People of noncolor need guidance in learning how to read stories written by Black writers intelligently and how to respond to them coherently. We recommend that readers concentrate on writer, Alicia Garza, Co-founder of Black Lives Matter. It’s important the readers review Alicia Garza’s speeches and writing, especially if one is not familiar with the movement.
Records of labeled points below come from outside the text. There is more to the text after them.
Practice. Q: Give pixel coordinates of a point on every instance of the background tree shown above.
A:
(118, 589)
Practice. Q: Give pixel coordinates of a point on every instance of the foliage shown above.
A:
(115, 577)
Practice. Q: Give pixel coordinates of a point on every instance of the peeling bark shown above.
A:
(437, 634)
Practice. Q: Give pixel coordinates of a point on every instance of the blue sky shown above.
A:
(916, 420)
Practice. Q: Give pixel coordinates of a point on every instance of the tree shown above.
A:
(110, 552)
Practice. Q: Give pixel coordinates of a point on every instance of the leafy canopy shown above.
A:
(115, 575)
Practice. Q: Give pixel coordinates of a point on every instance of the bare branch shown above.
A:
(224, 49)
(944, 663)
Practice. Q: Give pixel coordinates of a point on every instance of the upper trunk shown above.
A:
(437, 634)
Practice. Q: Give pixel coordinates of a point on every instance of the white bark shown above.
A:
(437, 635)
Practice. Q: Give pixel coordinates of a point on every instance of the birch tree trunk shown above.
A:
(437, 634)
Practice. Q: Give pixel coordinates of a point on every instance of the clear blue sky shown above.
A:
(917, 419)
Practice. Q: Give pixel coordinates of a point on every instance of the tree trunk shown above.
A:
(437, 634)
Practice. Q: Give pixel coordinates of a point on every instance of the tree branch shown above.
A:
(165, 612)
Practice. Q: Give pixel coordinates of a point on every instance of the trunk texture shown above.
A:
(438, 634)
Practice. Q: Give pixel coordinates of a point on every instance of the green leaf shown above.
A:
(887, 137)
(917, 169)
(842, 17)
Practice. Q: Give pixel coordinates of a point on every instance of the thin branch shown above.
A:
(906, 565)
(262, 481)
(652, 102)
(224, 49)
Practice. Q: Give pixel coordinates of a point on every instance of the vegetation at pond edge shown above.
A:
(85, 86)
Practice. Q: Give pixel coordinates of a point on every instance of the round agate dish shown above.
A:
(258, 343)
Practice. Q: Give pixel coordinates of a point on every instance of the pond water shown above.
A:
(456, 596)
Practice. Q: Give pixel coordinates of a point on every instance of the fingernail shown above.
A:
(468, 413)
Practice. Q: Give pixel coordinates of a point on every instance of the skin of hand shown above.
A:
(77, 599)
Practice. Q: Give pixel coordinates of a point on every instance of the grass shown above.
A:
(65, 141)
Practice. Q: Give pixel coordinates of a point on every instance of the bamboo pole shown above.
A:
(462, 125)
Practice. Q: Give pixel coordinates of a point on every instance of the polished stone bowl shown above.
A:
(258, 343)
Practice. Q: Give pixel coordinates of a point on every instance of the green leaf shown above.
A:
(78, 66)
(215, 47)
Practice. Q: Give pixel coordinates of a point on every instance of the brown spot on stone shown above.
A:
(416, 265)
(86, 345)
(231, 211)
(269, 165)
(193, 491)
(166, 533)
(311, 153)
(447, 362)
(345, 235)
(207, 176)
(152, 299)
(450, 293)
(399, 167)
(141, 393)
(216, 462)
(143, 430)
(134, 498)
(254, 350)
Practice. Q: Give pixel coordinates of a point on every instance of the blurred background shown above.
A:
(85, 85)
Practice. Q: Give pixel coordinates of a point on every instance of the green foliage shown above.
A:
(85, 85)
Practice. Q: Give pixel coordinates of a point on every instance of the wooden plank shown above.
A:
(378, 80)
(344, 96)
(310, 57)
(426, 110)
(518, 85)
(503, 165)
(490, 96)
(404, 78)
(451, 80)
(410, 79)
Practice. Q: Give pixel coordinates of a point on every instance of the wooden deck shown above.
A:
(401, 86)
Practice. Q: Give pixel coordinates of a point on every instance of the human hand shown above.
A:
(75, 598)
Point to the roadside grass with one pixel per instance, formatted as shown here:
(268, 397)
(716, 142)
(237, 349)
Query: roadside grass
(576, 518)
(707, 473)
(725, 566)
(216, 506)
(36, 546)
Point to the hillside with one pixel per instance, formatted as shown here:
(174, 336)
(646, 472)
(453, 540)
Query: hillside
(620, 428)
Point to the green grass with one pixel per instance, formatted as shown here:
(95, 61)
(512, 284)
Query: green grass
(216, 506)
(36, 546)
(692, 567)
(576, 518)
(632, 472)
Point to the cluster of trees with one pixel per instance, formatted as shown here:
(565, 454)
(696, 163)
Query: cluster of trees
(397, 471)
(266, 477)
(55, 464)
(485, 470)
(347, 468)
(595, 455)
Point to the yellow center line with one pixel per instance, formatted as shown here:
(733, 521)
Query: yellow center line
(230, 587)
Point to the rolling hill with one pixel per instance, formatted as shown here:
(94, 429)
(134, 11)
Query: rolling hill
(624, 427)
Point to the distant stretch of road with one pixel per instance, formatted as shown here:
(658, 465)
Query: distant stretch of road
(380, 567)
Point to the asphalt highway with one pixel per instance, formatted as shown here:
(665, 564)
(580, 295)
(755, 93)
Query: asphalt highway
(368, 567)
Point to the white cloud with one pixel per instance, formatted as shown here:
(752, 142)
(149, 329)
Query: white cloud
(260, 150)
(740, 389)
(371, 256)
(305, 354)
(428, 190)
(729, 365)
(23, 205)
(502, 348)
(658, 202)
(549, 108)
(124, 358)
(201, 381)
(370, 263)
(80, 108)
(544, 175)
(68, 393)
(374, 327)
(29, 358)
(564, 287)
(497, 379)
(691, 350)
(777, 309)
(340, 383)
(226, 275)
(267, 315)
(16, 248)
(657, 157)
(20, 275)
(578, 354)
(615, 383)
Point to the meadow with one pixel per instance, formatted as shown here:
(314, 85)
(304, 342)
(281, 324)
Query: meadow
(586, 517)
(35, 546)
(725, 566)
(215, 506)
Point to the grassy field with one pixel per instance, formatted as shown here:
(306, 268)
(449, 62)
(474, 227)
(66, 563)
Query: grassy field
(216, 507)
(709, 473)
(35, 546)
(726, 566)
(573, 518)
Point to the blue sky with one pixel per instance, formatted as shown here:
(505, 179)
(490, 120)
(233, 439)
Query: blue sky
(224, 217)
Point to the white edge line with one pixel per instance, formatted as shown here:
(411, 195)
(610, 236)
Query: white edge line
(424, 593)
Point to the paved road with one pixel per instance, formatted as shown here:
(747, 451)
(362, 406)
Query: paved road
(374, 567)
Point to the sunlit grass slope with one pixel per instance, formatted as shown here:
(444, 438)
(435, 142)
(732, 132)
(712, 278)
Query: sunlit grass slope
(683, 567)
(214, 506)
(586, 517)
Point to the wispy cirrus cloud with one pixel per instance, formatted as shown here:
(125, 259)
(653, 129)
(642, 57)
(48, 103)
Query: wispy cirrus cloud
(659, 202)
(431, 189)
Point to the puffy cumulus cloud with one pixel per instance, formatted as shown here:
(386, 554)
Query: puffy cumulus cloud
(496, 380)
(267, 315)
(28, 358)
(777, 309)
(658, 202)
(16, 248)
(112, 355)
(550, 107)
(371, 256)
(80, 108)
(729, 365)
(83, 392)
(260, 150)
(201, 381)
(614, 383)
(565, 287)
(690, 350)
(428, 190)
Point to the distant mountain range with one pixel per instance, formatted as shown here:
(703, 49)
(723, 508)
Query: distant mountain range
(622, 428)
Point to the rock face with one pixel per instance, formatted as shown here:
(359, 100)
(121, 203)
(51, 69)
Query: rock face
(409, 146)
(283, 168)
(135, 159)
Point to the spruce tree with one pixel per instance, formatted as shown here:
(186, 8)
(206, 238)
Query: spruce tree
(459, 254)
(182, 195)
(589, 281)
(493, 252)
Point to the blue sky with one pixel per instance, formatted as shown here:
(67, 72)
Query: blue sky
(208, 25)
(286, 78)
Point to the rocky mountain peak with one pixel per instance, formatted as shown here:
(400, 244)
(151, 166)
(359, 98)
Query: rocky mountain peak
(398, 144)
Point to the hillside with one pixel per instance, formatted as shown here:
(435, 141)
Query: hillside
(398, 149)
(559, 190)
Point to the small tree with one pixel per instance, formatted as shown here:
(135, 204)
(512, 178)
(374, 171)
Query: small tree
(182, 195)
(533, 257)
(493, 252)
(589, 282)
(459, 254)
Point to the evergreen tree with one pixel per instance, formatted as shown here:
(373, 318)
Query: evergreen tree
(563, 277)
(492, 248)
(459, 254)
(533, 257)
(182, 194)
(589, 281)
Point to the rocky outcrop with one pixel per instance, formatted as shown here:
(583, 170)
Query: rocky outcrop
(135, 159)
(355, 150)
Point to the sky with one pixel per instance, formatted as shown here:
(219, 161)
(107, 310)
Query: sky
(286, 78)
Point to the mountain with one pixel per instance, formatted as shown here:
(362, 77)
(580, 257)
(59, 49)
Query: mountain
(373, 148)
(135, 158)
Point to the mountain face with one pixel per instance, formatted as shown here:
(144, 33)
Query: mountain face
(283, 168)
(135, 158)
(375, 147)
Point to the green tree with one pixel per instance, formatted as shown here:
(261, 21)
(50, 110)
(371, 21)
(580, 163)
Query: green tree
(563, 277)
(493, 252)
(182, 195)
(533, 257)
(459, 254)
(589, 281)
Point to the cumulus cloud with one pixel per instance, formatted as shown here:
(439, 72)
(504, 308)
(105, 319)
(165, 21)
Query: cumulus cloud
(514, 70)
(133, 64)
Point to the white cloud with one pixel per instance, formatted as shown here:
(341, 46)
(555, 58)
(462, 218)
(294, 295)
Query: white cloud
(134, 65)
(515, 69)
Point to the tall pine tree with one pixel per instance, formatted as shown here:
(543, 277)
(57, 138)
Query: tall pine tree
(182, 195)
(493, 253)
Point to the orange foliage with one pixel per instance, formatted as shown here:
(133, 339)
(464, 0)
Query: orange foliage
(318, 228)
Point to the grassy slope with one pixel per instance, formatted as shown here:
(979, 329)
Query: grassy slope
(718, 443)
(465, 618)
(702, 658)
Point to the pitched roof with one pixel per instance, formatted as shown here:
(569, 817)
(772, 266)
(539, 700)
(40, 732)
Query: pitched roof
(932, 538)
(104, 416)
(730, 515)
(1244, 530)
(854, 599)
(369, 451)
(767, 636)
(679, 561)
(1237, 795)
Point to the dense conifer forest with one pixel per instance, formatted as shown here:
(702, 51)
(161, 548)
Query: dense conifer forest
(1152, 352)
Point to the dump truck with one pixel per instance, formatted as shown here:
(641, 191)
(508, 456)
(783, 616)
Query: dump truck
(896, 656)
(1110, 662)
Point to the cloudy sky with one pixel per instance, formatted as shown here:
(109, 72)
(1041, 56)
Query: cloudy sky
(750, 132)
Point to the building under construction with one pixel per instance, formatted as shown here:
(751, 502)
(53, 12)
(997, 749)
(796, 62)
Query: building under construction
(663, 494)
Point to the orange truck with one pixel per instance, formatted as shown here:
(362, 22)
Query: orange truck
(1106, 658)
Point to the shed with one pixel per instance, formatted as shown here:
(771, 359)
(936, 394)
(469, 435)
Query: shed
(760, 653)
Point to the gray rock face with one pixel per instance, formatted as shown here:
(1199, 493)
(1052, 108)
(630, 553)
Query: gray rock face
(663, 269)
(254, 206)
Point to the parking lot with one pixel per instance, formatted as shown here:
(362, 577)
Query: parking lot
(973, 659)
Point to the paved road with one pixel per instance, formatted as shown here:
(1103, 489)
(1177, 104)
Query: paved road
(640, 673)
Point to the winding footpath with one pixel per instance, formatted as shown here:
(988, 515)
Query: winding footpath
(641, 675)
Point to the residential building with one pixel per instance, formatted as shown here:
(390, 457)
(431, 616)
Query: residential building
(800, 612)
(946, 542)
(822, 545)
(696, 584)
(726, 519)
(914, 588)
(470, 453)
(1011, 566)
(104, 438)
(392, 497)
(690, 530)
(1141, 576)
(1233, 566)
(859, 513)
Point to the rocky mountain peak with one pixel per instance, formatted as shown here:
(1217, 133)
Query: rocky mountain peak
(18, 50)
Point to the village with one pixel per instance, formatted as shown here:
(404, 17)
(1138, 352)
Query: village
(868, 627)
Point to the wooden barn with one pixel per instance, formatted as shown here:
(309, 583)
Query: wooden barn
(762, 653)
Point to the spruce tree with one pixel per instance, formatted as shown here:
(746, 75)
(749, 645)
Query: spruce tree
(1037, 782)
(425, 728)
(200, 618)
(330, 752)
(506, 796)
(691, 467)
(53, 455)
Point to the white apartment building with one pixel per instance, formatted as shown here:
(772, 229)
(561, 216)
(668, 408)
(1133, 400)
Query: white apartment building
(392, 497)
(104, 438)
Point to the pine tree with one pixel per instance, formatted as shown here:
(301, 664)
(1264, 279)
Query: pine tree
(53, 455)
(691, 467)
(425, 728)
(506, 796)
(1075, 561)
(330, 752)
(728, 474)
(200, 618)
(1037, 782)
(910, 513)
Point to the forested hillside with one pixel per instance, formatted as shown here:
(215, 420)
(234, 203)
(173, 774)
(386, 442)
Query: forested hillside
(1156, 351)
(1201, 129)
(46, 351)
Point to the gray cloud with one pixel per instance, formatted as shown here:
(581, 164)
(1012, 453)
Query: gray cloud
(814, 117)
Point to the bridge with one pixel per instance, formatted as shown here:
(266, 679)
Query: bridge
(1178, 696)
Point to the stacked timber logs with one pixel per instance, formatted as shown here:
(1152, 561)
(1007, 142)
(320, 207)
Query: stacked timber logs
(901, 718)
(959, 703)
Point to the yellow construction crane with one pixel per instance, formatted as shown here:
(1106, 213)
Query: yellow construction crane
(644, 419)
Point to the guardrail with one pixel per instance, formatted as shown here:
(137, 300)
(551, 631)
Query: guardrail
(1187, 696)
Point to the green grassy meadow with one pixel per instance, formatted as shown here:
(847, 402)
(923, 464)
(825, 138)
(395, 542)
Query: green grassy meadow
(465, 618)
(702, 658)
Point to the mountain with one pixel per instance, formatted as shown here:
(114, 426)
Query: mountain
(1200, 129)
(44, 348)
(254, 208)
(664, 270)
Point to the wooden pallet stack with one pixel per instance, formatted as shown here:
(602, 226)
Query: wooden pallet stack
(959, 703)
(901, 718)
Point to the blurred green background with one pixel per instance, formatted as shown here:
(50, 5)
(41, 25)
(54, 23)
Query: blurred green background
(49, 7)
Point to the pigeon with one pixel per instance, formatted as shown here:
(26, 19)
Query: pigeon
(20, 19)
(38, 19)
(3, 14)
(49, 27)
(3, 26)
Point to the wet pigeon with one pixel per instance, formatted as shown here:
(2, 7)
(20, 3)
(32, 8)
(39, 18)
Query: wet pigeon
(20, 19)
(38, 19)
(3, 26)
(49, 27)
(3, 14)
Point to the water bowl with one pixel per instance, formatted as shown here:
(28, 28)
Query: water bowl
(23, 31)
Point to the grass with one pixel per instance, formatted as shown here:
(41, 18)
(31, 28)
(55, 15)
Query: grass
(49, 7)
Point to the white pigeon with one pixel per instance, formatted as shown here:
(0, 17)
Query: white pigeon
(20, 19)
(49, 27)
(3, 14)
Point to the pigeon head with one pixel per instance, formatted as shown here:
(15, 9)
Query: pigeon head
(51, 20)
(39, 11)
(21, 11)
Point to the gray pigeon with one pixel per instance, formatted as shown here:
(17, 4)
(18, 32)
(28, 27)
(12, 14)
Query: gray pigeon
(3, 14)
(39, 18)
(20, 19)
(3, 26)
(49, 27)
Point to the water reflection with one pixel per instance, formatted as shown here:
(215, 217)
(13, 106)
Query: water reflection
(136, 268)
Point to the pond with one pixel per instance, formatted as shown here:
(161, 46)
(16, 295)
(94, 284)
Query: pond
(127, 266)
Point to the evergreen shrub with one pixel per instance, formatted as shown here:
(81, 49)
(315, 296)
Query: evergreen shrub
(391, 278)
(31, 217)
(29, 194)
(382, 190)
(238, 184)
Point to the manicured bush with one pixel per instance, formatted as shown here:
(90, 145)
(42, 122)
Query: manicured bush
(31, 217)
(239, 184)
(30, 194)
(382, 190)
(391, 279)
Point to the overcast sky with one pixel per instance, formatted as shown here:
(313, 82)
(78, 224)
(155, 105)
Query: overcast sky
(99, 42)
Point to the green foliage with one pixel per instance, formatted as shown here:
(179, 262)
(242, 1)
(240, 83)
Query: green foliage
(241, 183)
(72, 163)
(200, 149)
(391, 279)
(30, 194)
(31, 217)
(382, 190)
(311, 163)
Opal Tometi, @opalayo Gillian B. White, The Atlantic Dan Green, Michigan In Color Robert Green II, The Society for U.S. Intellectual History Crystal Marie Fleming, Resurrecting Slaves Mary Ratcliff, SF Bay View Jessica Care More, Sunlight Through Bullet Holes Ta-Nehisi Coats, The Atlantic Austin McCoy, Ann Arbor to Ferguson Patrisse Cullors, @osope Toni Love, The Black Body Jerome S. Nichols, Let's Talk About Sex Shaadi Devereaux, Black Girl Dangerous Jennifer White, Michigan Radio Michael David Marshall, @directedbymike Janet Mock, Redefining Realness Tony Morgan, Radical Washtenaw DeRay Mckesson, @deray Jeremy Allen, Mlive Amanda Alexander, @A_S_Alexander Katrease Stafford, The Detroit Free Press Darius Simpson, @wordplayfordays Jelani Cobb, The New Yorker Montgomery Jones, Film Obsession Errin Whack, Associated Press Sofia Quintero, The Huffington Post Hilton Als, White Girls
The above list of Black writers focus on the following themes (but not limited to): state violence, police brutality, for-profit development, gentrification, use-of-force continuum, concentrated poverty, the black body, liberation, social equity, fair housing, African-American culture, decolonization, public education, and food access. Like our 19th-century Black writers, today’s bloggers, journalists, and poets are still trying to denounce white gaze, white silence, and white supremacy.